Yasalarda Sámi diliyle ilgili olarak Sámi bölgesinin dışındaki eğitimle ilgili hiçbir açıklamaya yer verilmemiştir. Sámi bölgesinde, Sámi eğitimi özel bütçe düzenlemesi kapsamında bulunmakta ve bölgedeki okullarda Sámi eğitimini desteklemektedir. Okullar Sámi eğitimine önem verdikçe, devlet tarafından ayrılan bütçe de artmaktadır. Ne yazık ki, Sámi dilinde eğitim konusunda Finlandiya’da halen kimi sorunlarla karşılaşılmaktadır. Sámi Parlamentosu’na göre, Sámi nüfusunun %60’ı ve on yaş altı Sámi çocukların %70’i Sámi bölgesinin dışında yaşamaktadır. Dolayısıyla bu çocuklar, kendi anadillerinde eğitim alamamakta, bunun yerine kendi dillerini göçmen dili kapsamında haftada yalnızca 2,5 saatlik derslerle öğrenebilmektedir. Bu bakımdan, Finlandiya, tıpkı İsveç gibi, eğitim politikalarında kendi bölgeleri dışında yaşayan yerli halkları göçmen statüsünde kabul etmektedir.

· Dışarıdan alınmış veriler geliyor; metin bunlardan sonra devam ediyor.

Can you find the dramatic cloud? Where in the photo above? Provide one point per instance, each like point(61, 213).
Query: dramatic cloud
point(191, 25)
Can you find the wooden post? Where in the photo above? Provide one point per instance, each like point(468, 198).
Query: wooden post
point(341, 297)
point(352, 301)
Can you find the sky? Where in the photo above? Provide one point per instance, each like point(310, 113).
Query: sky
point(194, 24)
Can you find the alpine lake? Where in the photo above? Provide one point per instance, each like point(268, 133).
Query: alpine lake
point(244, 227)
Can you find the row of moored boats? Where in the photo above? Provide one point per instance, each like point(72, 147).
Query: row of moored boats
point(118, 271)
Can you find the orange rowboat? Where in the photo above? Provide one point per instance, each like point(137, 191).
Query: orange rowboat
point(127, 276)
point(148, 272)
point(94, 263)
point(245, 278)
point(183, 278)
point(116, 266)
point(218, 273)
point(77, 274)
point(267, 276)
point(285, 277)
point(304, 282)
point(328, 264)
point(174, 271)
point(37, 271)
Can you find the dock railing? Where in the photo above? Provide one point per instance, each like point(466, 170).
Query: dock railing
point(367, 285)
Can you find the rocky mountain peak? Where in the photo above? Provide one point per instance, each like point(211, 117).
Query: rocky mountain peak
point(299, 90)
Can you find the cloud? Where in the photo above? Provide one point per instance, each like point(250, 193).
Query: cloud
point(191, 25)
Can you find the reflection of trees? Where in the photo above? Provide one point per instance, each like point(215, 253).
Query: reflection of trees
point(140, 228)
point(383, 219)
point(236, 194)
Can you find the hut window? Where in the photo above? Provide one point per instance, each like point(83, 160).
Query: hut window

Sonuç olarak, Sámi toplulukları, Avrupa’daki birçok azınlık grupla karşılaştırıldığında bugün daha iyi eğitim ve dillerini geliştirme şansına sahiptir. Ancak bu Sámi dillerinde eğitim etkinliklerinin sorunsuz olduğu ve her şeyin Sámi topluluklarının istediği gibi yürüdüğü anlamına gelmemektedir. Sámi toplulukları, topraklarını denetimleri altında tutan devletlerle uzun süreli iktidar mücadelelerine girişmiş, yıllar sonra kimi kazanımlar elde edebilmiştir. Bu sayede Sámi dillerinin hızlıca kaybolmasının ve kültürünün yok olmasının önüne geçilmiştir. Öte yandan Sámi bölgeleri dışında, özellikle Finlandiya ve İsveç’te yaşayan Sámiler, kalıcı bir yasal statüye sahip değiller ve sadece göçmen haklarından yararlanmalarına izin verilmekte. Dolayısıyla belli bir dilde eğitim hakkının tanınması herhangi bir coğrafi bölgeyle sınırlandırıldığında, aynı topluluktan olan ancak söz konusu bölgenin dışında yaşayan insanlar açısından ciddi sıkıntılara sebep olmaktadır.. Bu nedenle, Sámi örneği anadilinin eğitimde kullanılması yönündeki gelişmelerde söz konusu hakkın belli bir coğrafya ile sınırlandırılmaması gerektiğini, aksine bu dilin konuşulduğu her yerde bu haklardan yararlanılabilecek uygun zeminin hazırlanması gerektiğini açıkça göstermektedir.

Ulla Aikio-Puoskari

Not: Bu yazı “The Ethnic Revival, Language and Education of the Sámi, an Indigenous People, in Three Nordic Countries (Finland, Norway and Sweden)” isimli makaleden kısaltılarak alınmıştır. Dolayısıyla yazıda kullanılan cümleler orijinal metnin birebir çevirileri değildir. Makale, Tove Skutnabb-Kangas, Robert Philipson, Ajit K. Mohanty ve Minati Panda’nın editörlüğünde yayınlanan Social Justice Through Multilingual Education isimli kitapta basılmıştır.

_________

Not: Bu makale Diyarbakır Siyasal ve Sosyal Araştırmalar Enstitüsü DİSA tarafından hazırlanan "Önce Anadili" broşürleri dizisinde yayınlanmıştır

Na xebere 5298 rey wanîyaya
No nuşte hema şîrove nêbîyo.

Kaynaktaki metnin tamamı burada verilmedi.